Why Does Tesla Want to Become an Electricity Provider?

The simple answer to that question is that Tesla already manufactures devices that produce and store power. Examples of such devices are its electric cars, which come equipped with lithium ion batteries, and its suite of battery storage products for homes and enterprises. Selling power generated from these devices to consumers or to the grid is a logical next step.

Tesla’s move will benefit its operations. The filing states that it plans to build a massive battery storage plant near its manufacturing facility in Austin. The plant will provide the company with a ready and cheap source of power to make its cars.

Tesla’s filing should also be analyzed in the context of the Texas grid. The state’s electricity market is fully deregulated and generated about a quarter of its overall power from wind and solar in 2020. The Biden administration’s aggressive push toward clean energy is only expected to increase that share.

After a February fiasco in the state grid resulted in a shutdown of renewable energy sources and skyrocketing natural gas prices, Texas committed to boosting the role of battery storage in its grid. The Electricity Reliability Council of Texas (ERCOT), the state’s grid operator, has said it plans to install 3,008 MW of battery storage by the end of 2022, a steep increase from the 225 MW generated at the end of 2020. ERCOT’s proposed increase in installation represents a massive market for Tesla’s battery unit.

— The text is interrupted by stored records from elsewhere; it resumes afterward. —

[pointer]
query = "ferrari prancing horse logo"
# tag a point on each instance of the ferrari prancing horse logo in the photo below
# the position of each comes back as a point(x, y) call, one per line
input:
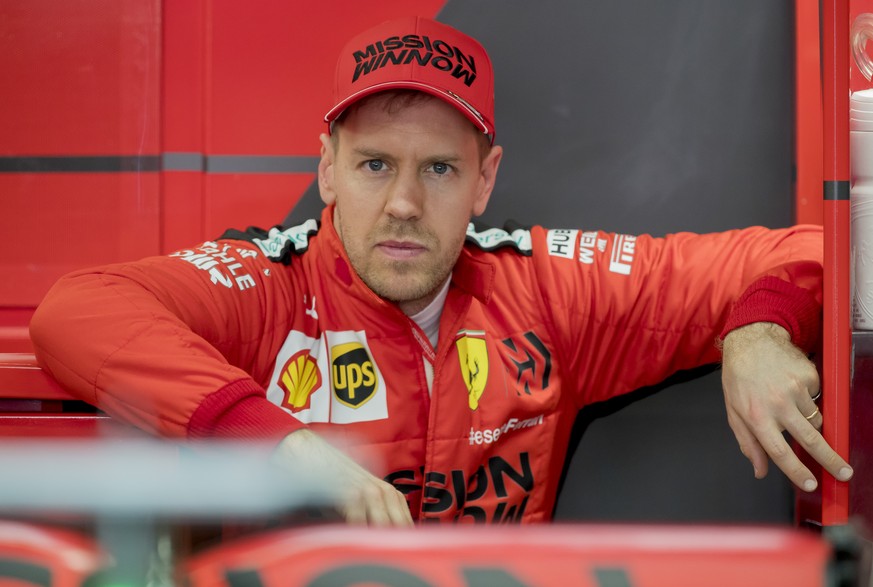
point(473, 356)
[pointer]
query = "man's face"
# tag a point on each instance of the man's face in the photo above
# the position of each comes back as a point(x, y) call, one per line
point(405, 184)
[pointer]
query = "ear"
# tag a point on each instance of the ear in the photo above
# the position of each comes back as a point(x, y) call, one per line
point(487, 179)
point(325, 170)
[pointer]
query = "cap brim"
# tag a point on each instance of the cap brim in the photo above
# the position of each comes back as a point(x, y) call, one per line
point(450, 98)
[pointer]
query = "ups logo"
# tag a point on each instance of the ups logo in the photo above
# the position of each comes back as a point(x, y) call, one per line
point(354, 378)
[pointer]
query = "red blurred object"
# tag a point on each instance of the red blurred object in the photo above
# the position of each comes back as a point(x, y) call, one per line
point(32, 554)
point(518, 556)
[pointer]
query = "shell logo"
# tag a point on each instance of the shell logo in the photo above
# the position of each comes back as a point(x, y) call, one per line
point(300, 378)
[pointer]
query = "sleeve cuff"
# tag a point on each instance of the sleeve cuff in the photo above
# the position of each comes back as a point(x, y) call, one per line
point(241, 410)
point(771, 299)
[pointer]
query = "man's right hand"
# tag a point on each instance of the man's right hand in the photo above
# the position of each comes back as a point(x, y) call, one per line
point(366, 499)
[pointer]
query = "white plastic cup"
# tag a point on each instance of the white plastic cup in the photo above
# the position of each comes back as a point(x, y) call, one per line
point(862, 96)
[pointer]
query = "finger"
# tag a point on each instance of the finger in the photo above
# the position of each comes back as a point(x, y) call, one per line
point(399, 511)
point(354, 512)
point(783, 456)
point(811, 440)
point(749, 445)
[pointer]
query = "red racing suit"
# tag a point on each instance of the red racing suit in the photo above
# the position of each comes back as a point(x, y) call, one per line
point(258, 334)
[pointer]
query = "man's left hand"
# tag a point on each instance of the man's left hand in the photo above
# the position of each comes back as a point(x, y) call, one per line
point(769, 385)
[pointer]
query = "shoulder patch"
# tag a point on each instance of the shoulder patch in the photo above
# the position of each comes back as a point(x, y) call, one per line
point(278, 244)
point(491, 239)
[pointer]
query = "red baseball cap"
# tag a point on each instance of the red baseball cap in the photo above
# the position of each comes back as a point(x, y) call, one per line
point(417, 53)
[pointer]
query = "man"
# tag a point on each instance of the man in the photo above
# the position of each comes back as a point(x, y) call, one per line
point(457, 354)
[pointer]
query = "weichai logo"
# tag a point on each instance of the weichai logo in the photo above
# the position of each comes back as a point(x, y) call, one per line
point(299, 379)
point(354, 378)
point(496, 492)
point(419, 48)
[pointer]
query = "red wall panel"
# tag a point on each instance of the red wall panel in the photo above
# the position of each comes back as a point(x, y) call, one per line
point(79, 77)
point(240, 200)
point(54, 223)
point(271, 69)
point(173, 81)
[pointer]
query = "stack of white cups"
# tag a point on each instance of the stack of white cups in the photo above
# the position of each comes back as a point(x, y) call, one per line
point(861, 153)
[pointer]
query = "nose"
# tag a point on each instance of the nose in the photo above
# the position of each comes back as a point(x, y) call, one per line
point(404, 198)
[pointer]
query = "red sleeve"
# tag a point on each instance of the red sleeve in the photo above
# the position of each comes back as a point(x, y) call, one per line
point(174, 345)
point(783, 302)
point(631, 311)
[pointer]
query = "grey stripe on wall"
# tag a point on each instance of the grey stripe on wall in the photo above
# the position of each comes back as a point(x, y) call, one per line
point(196, 162)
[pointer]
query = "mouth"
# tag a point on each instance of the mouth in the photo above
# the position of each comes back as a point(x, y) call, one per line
point(400, 249)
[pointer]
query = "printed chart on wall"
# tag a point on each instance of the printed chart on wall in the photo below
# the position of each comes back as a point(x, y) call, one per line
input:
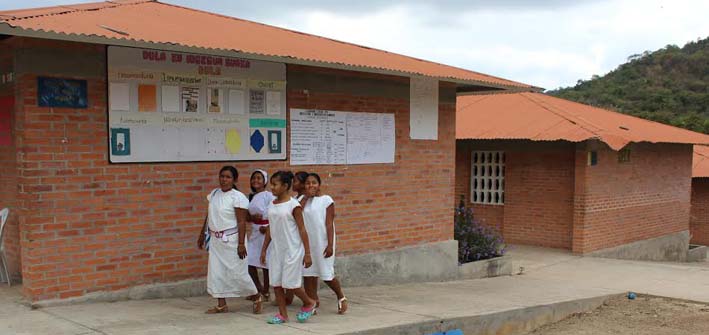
point(168, 106)
point(332, 137)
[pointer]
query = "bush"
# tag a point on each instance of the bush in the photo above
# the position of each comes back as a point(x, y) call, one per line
point(475, 242)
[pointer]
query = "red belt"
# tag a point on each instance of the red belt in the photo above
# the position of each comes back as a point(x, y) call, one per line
point(261, 222)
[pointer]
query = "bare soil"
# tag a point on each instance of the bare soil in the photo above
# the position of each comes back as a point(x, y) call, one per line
point(646, 315)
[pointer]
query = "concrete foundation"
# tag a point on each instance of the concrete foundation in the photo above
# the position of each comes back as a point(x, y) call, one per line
point(424, 263)
point(500, 266)
point(672, 247)
point(511, 322)
point(696, 253)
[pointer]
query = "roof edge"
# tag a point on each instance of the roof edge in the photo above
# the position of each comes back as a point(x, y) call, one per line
point(8, 29)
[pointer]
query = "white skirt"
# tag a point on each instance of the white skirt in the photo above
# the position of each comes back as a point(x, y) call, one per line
point(322, 267)
point(285, 267)
point(227, 274)
point(255, 245)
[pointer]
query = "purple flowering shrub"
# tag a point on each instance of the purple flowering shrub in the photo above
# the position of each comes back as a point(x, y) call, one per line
point(475, 241)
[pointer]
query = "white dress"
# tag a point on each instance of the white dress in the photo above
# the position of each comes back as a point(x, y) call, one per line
point(285, 263)
point(227, 274)
point(258, 205)
point(314, 215)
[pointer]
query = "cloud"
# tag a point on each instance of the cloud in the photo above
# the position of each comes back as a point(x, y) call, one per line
point(548, 43)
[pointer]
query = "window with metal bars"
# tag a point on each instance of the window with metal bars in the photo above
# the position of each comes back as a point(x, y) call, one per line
point(487, 177)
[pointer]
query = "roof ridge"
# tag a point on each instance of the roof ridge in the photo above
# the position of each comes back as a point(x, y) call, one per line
point(341, 42)
point(705, 155)
point(571, 118)
point(70, 10)
point(623, 114)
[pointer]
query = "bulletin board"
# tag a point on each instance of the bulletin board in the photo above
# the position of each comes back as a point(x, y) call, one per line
point(337, 137)
point(169, 106)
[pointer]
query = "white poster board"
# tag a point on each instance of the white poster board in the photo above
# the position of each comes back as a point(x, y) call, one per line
point(332, 137)
point(169, 106)
point(423, 108)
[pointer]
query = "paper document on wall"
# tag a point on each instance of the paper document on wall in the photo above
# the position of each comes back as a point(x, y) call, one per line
point(331, 137)
point(119, 96)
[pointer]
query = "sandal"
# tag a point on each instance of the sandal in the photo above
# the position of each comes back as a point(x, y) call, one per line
point(217, 310)
point(277, 319)
point(258, 305)
point(305, 314)
point(342, 305)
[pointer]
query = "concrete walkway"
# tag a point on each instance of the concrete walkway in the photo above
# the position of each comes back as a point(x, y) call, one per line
point(549, 277)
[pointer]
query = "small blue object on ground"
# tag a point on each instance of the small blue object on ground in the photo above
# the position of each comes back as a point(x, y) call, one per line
point(450, 332)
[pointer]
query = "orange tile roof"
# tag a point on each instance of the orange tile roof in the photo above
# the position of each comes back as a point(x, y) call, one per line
point(129, 22)
point(540, 117)
point(700, 166)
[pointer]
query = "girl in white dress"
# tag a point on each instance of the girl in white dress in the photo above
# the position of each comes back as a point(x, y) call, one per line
point(319, 217)
point(225, 227)
point(290, 251)
point(260, 199)
point(299, 188)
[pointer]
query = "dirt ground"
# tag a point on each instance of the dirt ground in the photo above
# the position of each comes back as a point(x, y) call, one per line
point(646, 315)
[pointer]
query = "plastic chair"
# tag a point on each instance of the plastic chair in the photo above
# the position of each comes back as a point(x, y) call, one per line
point(3, 219)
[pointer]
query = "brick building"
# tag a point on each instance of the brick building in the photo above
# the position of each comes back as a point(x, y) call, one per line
point(700, 196)
point(554, 173)
point(82, 223)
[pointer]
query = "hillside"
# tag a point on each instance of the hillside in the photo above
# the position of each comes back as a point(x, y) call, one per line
point(670, 85)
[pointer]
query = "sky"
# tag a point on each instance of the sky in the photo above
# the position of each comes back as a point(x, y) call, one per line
point(546, 43)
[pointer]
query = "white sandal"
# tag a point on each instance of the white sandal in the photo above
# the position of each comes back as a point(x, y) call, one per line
point(340, 303)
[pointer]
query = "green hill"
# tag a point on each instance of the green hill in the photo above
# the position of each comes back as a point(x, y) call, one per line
point(670, 85)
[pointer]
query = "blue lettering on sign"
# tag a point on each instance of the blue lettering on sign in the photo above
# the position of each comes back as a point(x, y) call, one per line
point(59, 92)
point(257, 141)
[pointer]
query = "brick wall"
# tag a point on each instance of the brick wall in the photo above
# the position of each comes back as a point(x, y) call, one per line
point(619, 203)
point(700, 211)
point(539, 198)
point(8, 166)
point(538, 190)
point(89, 225)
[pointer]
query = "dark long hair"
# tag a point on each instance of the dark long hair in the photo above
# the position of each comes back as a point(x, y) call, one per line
point(234, 173)
point(253, 190)
point(286, 177)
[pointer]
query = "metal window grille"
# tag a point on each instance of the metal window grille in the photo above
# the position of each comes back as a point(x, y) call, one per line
point(487, 182)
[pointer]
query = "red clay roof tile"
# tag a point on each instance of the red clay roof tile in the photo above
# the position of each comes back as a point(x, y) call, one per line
point(539, 117)
point(158, 23)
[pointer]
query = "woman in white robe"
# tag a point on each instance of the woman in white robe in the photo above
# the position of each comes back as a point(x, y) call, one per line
point(224, 235)
point(260, 200)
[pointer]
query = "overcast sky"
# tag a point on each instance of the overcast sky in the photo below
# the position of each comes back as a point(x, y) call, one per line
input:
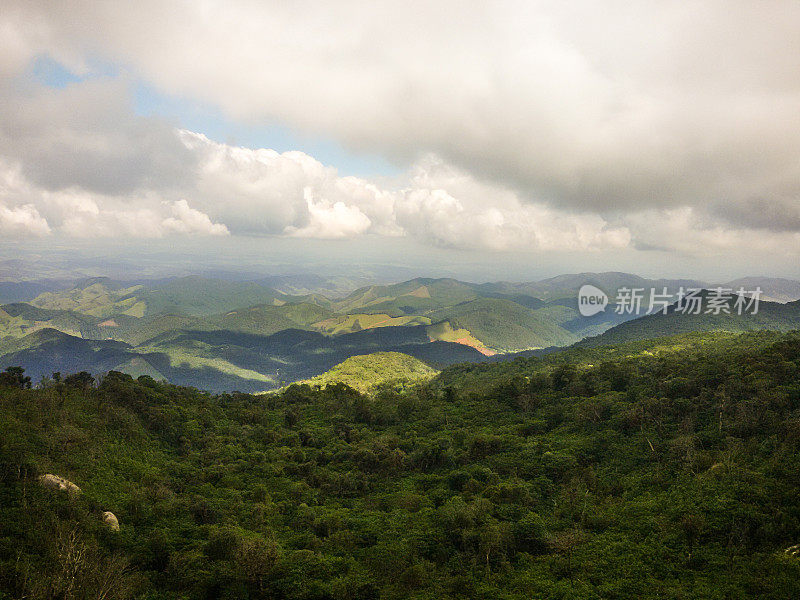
point(662, 137)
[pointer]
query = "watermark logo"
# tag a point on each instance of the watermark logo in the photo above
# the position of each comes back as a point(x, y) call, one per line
point(688, 301)
point(591, 300)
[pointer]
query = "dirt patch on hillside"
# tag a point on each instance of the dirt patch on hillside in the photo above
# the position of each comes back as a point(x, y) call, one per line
point(420, 292)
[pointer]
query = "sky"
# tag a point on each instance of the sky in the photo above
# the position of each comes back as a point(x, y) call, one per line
point(482, 140)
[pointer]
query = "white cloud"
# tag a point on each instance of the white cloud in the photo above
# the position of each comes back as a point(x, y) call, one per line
point(186, 219)
point(22, 221)
point(600, 107)
point(331, 220)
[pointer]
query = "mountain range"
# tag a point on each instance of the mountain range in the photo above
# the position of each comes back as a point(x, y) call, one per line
point(223, 335)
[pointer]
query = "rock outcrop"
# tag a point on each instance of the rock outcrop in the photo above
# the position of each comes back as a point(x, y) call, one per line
point(54, 482)
point(111, 521)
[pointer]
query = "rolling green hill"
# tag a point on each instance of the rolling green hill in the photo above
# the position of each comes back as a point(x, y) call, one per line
point(771, 315)
point(668, 472)
point(507, 326)
point(368, 371)
point(187, 295)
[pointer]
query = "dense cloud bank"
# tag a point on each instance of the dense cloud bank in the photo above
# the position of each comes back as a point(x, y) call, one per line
point(537, 125)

Tesla already has considerable experience in this arena. It has built battery storage plants in California and Australia and is building a massive battery storage unit in Houston, according to a June Bloomberg report. The unit is expected to service wholesale power producers. Besides this, the company plans to “drum up” business among existing customers for its batteries through an app and a website that will allow them to buy and sell power among themselves.

Tesla Energy Ventures: A Future Profit Center?

Tesla’s foray into becoming a retail electricity provider could boost the top line for its energy services business. In its last reported quarter, the company stated that its energy generation and storage business brought in $810 million in revenues.

Analysts have forecast a positive future for its battery storage business. Alex Potter from research firm Piper Sandler wrote last year that battery storage could bring in more than $200 billion per year in revenue and grow up to a third of the company’s overall business.

Immediately after the news was released, Morningstar analyst Travis Miller wrote that Tesla does not represent an immediate threat to other major players in Texas’s retail market, such as NRG Energy, Inc. (NRG) and Vistra Corp. (VST). According to him, the company will initially target its own customers to “complement” its offerings in electric cars, battery, charging, and solar panels.

Further down the line, however, Tesla’s brand name and resources may work to its advantage. “Tesla’s brand name recognition gives it an advantage in a hypercompetitive market,” Miller wrote, adding that the car company’s entry confirmed the firm’s view that consumer technology or telecom companies will try to enter retail energy markets.